Volto com uma página especial naquele dia dos 50 anos. Aquele fantasma que tanto sofrimento e obsessão me causa ainda foi sempre generoso comigo. De quebra, ainda me proporcionou tantas boas resenhas com Eduardo Galeano, e depois com o próprio Ziza. Muitas tardes em Niterói, de boa resenha e os salgados da Dona Rosani, e uns encontros no samba do Candongueiro.

1950 segue vivo em minha vida. Segue vivo na história desse país. Seguiu dramaticamente vivo como trauma até os últimos dias de Barbosa. Naquela cafajestada inominável de quando foi barrado na Granja Comary. Ou no dia em que Geneton quis entrar no gramado do Maracanã com ele. “Não, lá dentro não”, encerrou. Seguiu vivo em Bigode...

Lembrei disso tudo isso com a entrevista de Mano Menezes para a Folha de São Paulo. “Precisamos de protagonistas”, disse ele ao repórter Sérgio Rangel. Um time sempre precisa de protagonistas. Mas desconfio que, mais do que nunca, esse time de Mano vai precisar de protagonistas para 2014.

De bons jogadores, mas também de homens de coração e personalidade. Não se brinca com fantasmas. Eles estarão vivos e de plantão em 2014. Acho que Mano sabe disso. Triste daquele que acha que o mundo se explica só pela razão...

Mais do que os fantasmas, estarão de plantão na Copa de 2014 alguns dos piores exemplares da raça, fantasmas também.
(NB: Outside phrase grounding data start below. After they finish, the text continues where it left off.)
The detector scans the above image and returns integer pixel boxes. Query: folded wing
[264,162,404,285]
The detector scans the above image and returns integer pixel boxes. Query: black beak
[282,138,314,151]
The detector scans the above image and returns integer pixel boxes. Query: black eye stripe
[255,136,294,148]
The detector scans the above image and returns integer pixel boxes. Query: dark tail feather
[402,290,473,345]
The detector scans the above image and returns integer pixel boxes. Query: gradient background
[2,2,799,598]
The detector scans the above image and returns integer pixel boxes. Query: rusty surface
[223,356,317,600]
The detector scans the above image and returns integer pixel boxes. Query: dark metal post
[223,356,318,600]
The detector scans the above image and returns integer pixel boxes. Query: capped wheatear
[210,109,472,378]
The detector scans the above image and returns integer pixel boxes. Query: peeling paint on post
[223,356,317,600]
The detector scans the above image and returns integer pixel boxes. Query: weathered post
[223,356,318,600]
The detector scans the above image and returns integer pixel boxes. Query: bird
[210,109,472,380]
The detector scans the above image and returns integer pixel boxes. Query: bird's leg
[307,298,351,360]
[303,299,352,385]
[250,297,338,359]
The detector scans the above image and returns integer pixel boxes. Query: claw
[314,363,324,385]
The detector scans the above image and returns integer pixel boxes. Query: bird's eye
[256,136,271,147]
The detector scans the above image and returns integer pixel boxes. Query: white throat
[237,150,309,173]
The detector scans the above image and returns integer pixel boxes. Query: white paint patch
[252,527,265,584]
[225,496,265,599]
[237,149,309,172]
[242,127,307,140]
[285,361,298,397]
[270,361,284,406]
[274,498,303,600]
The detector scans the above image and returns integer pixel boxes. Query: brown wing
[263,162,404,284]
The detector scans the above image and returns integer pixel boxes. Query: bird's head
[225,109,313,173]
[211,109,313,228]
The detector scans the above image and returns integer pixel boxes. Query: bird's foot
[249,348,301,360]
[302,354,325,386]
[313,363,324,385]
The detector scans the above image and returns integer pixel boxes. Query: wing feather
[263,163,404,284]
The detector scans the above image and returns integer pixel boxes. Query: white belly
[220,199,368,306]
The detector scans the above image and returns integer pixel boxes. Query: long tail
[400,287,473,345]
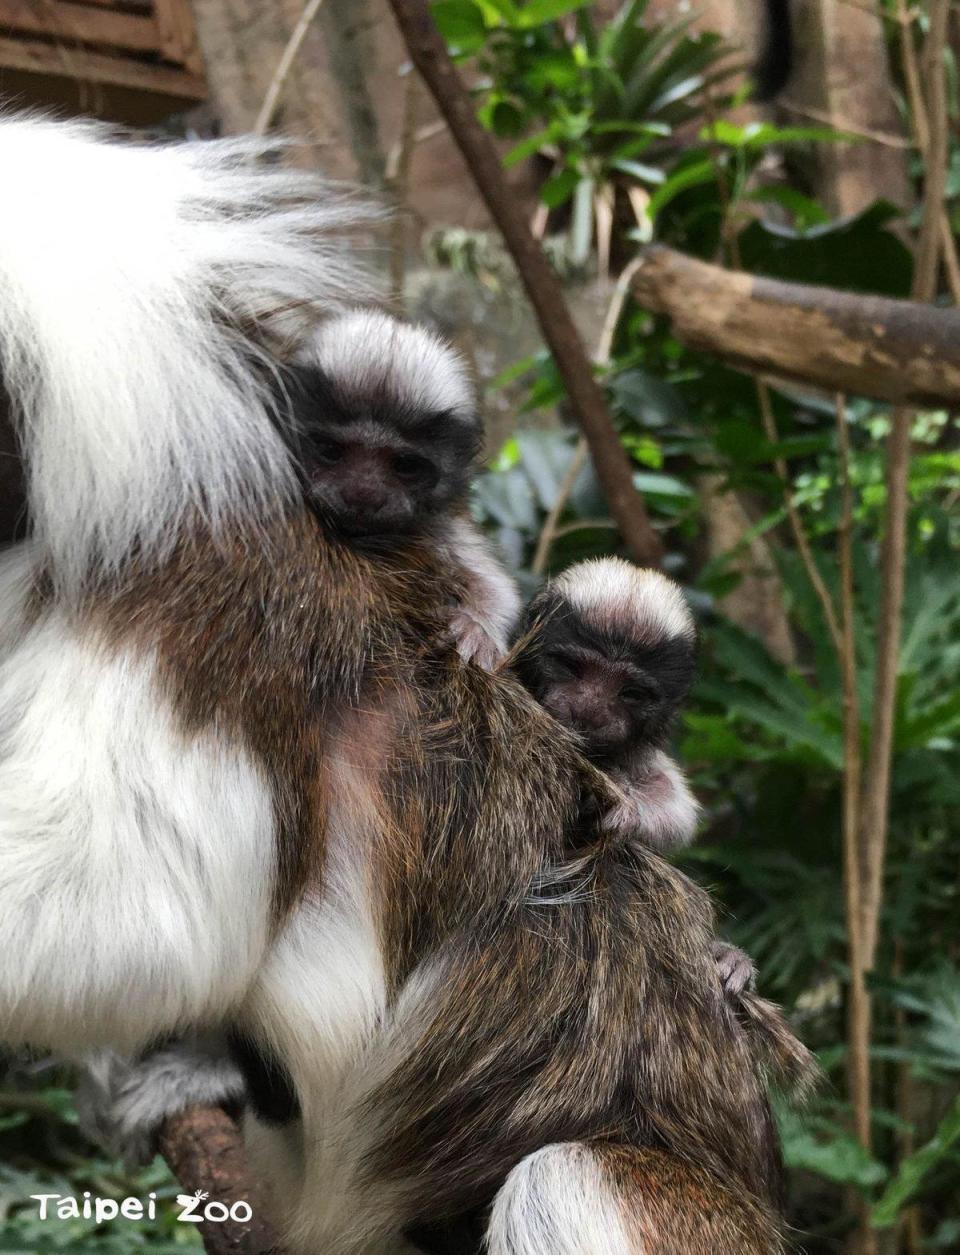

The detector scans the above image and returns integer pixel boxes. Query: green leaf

Fantasmas daqueles políticos que iam na concentração na véspera de jogos e falavam em títulos. Fantasmas daqueles que usam o futebol e a paixão de uma gente em benefício próprio. Fantasmas de uma escória que se locupleta do suor dos outros e só aparecem para a foto da vitória. Do contrário, na derrota, falam em “fraqueza psicológica dos brasileiros”, “raça inferior”, “gente que não aguenta pressão”. Que o lá de cima nos proteja dos fantasmas. Eles podem jogar com a gente, a vida me ensinou. Dos vivos, e dos muito vivos, devemos nós mesmo cuidar.